[Math] Methods for quartic diophantine equation

diophantine equationselementary-number-theory

$$3x^2 + 2y^4 = z^4$$

How do I solve this?? I would like to use so-called "elementary number theory", not abstract algebra (e.g. $\mathbb{Z} ( \sqrt d)$) or elliptic curves.

Note: I'm not asking what the solutions are, but rather how to find them.

My instincts are:

  • search the internet (I compared this equation with the ~280 here on MSE, and tried a variety of similar searches on uniquation.com …)
  • search the 3 number theory books that I have
  • try to find solutions "by inspection" (possibly after reducing the order of the variables)
  • do some magic with modular arithmetic
  • use Alpern's solver – which seemed to indicate that there are no solutions (though I might have made an illegal substitution, so to speak)

I was able to identify $A = 6, B = 3, C = 6$ as solutions of $ \ 3A + 2B \ ^2 = C \ ^2$, but those aren't squares!

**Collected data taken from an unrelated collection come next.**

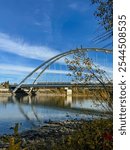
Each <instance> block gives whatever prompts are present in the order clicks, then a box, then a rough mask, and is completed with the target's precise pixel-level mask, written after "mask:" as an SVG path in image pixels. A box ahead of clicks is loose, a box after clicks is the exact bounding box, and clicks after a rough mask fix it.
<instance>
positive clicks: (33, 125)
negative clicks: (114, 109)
mask: <svg viewBox="0 0 130 150" xmlns="http://www.w3.org/2000/svg"><path fill="white" fill-rule="evenodd" d="M108 107H109V106H108V104H107V103H106V102H100V101H97V100H94V99H88V98H86V97H69V96H68V97H62V96H34V97H30V96H25V97H14V96H0V135H2V134H11V133H13V130H12V128H11V127H14V126H15V123H19V124H20V126H19V127H20V131H25V130H28V129H32V128H35V127H38V126H41V125H45V124H47V123H48V122H50V121H64V120H73V119H87V120H89V119H93V118H96V117H98V115H97V114H98V112H104V111H106V109H108Z"/></svg>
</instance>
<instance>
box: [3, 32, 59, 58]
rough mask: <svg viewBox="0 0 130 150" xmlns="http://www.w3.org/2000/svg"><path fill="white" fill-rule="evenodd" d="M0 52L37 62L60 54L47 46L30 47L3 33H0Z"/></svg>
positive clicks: (7, 34)
mask: <svg viewBox="0 0 130 150" xmlns="http://www.w3.org/2000/svg"><path fill="white" fill-rule="evenodd" d="M1 50H2V51H6V52H10V53H13V54H17V55H20V56H23V57H26V58H33V59H37V60H47V59H49V58H51V57H53V56H55V55H57V54H58V53H60V52H59V51H56V50H54V49H52V48H49V47H47V46H38V45H30V44H28V43H26V42H24V41H23V40H21V39H18V38H17V39H16V38H13V37H11V36H9V35H8V34H5V33H0V51H1Z"/></svg>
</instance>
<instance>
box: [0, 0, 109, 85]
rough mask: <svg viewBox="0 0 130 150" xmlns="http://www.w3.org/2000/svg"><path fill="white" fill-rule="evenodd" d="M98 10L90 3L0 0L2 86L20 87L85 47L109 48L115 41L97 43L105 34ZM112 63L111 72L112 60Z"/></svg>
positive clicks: (0, 25)
mask: <svg viewBox="0 0 130 150" xmlns="http://www.w3.org/2000/svg"><path fill="white" fill-rule="evenodd" d="M95 9H96V6H94V5H92V4H91V2H90V1H89V0H82V1H81V0H0V82H4V81H9V82H11V83H19V82H20V81H21V80H22V79H23V78H24V77H25V76H26V75H28V74H29V73H30V72H31V71H32V70H33V69H35V68H36V67H37V66H38V65H40V64H41V63H42V62H43V61H46V60H48V59H49V58H51V57H53V56H55V55H57V54H59V53H62V52H65V51H68V50H70V49H76V48H78V47H79V48H80V46H81V45H82V46H83V47H98V48H102V47H104V46H105V45H107V42H110V41H111V40H112V39H110V40H109V41H104V42H103V43H98V42H96V41H95V40H94V39H95V38H96V36H97V35H98V34H100V32H101V31H103V28H102V27H100V25H99V24H98V21H97V18H95V16H94V11H95ZM105 48H108V49H112V47H111V46H108V47H105ZM101 57H102V54H101V55H100V56H99V58H101ZM61 63H62V62H61ZM109 63H110V65H109V64H107V70H110V67H111V66H112V57H110V61H109ZM52 72H56V70H53V71H52ZM63 72H64V67H63ZM111 72H112V69H111Z"/></svg>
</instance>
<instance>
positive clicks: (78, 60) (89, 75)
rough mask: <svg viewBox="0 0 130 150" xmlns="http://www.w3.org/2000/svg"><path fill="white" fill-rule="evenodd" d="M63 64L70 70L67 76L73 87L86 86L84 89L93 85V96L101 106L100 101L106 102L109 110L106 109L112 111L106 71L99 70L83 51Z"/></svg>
mask: <svg viewBox="0 0 130 150" xmlns="http://www.w3.org/2000/svg"><path fill="white" fill-rule="evenodd" d="M65 62H66V64H67V66H68V69H69V70H70V73H69V74H68V76H71V77H72V82H73V83H74V84H75V85H76V84H82V83H83V84H86V87H87V85H88V84H93V85H94V86H95V89H97V90H93V96H94V97H95V98H96V99H98V100H100V102H101V104H102V100H105V101H106V102H108V105H109V106H110V108H108V107H107V109H108V110H111V111H112V99H113V97H112V95H113V94H112V90H111V87H112V79H111V78H110V77H109V76H108V74H107V73H106V71H104V70H103V69H101V68H99V66H98V65H96V64H95V63H94V62H93V60H92V59H90V58H89V57H87V55H86V53H85V52H83V51H80V52H78V53H75V54H74V55H73V57H72V59H67V58H66V59H65ZM107 85H111V86H110V87H109V86H107ZM88 90H89V89H88ZM104 95H105V96H104Z"/></svg>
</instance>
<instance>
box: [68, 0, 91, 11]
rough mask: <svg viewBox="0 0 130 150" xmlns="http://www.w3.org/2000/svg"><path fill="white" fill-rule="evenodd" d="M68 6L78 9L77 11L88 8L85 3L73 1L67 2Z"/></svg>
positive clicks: (81, 10)
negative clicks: (71, 2)
mask: <svg viewBox="0 0 130 150" xmlns="http://www.w3.org/2000/svg"><path fill="white" fill-rule="evenodd" d="M69 8H71V9H73V10H75V11H79V12H85V11H87V10H88V6H87V4H86V3H83V2H74V3H70V4H69Z"/></svg>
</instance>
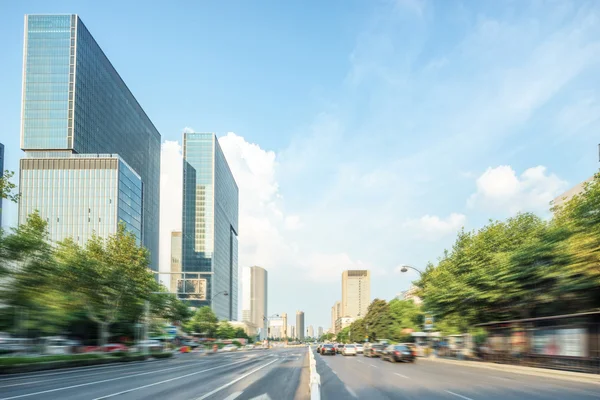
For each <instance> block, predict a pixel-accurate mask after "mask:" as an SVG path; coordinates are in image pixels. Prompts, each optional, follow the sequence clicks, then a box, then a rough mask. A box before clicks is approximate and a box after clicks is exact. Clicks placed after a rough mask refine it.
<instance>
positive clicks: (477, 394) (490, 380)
mask: <svg viewBox="0 0 600 400" xmlns="http://www.w3.org/2000/svg"><path fill="white" fill-rule="evenodd" d="M315 359H316V361H317V372H318V373H319V374H320V376H321V399H323V400H347V399H348V400H355V399H357V398H358V399H368V400H389V399H406V400H412V399H414V400H429V399H431V400H437V399H444V400H522V399H533V400H542V399H543V400H551V399H552V400H556V399H560V400H571V399H596V400H598V399H600V384H599V385H594V384H590V383H578V382H572V381H566V380H560V379H557V378H546V377H538V376H530V375H521V374H516V373H512V372H508V371H506V372H504V371H496V370H490V369H483V368H481V369H480V368H473V367H468V366H455V365H449V364H444V363H440V362H436V361H429V360H423V359H417V361H416V363H415V364H408V363H406V364H404V363H395V364H392V363H391V362H389V361H382V360H381V359H379V358H367V357H363V356H362V354H359V355H358V356H355V357H353V356H347V357H344V356H341V355H336V356H320V355H318V354H316V355H315ZM598 382H599V383H600V377H599V378H598Z"/></svg>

What is the number-theoretic approach to such problems? Is there a general method?

Best Answer

Supposing we did have a solution lets consider the equation modulo $3$, since a square (hence a fourth power) must be congruent to $0$ or $1$ so the LHS is congruent to $0$ or $2$ and the RHS is $0$ or $1$ we see $3$ must divide both $y$ and $z$ thus $3^3$ must divide $x^2$ so $3^2$ divides $x$ hence $3^4$ divides the entire equation and dividing through leaves the same equation as we started with so we fall into an infinite decent which is absurd, hence we can have no solution in integers.